You translation is grammatically incorrect. Preposition "в" (as well as "на") takes the accusative case to indicate direction and prepositional to indicate a location. The verb "собираться" by itself simply states the intention, and hence cannot be used with a description of a location without another verb (e.g. "быть" - "to be").
You could say "Вечером, он собирается в Москву (accusative)", which would correspond to "In the evening, he is going to head to/for Moscow". While grammatically correct, this would not imply that he will actually arrive there in the evening, it's a statement of when he is planning to depart for Moscow.
I think (I'm still learning, myself) that there are several things that would make your phrase less than ideal.

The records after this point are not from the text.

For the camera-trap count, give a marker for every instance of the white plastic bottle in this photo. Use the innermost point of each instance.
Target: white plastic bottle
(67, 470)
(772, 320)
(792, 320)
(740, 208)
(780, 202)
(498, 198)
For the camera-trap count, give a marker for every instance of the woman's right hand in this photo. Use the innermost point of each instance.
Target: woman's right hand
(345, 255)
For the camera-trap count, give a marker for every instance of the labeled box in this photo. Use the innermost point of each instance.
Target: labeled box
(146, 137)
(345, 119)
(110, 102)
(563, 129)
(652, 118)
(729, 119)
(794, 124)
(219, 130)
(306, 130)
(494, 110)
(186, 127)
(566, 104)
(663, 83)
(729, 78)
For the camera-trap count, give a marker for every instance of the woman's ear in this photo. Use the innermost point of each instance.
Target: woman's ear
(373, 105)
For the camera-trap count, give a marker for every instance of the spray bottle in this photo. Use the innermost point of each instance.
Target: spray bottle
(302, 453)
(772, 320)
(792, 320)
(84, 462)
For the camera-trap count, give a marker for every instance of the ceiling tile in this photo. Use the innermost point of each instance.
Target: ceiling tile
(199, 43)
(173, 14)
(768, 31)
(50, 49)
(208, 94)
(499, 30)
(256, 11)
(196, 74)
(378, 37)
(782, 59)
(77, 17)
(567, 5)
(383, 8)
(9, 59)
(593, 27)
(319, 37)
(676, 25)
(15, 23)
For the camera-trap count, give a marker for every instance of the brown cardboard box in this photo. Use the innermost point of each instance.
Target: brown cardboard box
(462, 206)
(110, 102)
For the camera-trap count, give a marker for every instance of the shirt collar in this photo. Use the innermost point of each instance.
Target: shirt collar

I think yours comes across something like: In the evening he goes [by foot] in Moscow
Declension of "Moscow" - The Duo translation is emphasizing location (he will be in Moscow) so it's using prepositional (москве), your sentence is emphasizing the direction (he's going to Moscow) so you need Moscow in accusative: Вечером, он идет в москву (In the evening he goes [by foot] to Moscow)
Verb choice - Moscow is pretty big and he's not there now so, while possible, it's unlikely he would walk there. Идти (Идет) implies walking, if you wanted to say "go in a vehicle" you'd want to use Ехать (едет). Вечером, он едет в москву (In the evening, he goes [by vehicle] to Moscow)
Verb tense - We're talking future tense here and Идти (идет)/Ехать(едет) is present tense. Technically I think будет ехать will work but (and note, I'm terrible with aspect) I wonder if the perfective поехать(поедет) might be better: Вечером, он поедет в москву (In the evening, he will go to Moscow)
To add to what an_alias has already pointed out:
How does your sentence account for "to be" in the English sentence?
Also, to elaborate on his/her second point, you could use the verb "идти" (not in this translation, but in general), but you would have to use a correct case and preposition. Specifically,
Идти в Москву (accusative) - to go to Moscow by foot. (Probably OK if you talk about medieval Moscow, but hardly relevant nowadays.)
Идти по Москве (dative, as required by preposition "по") - to walk in Moscow (location, not direction).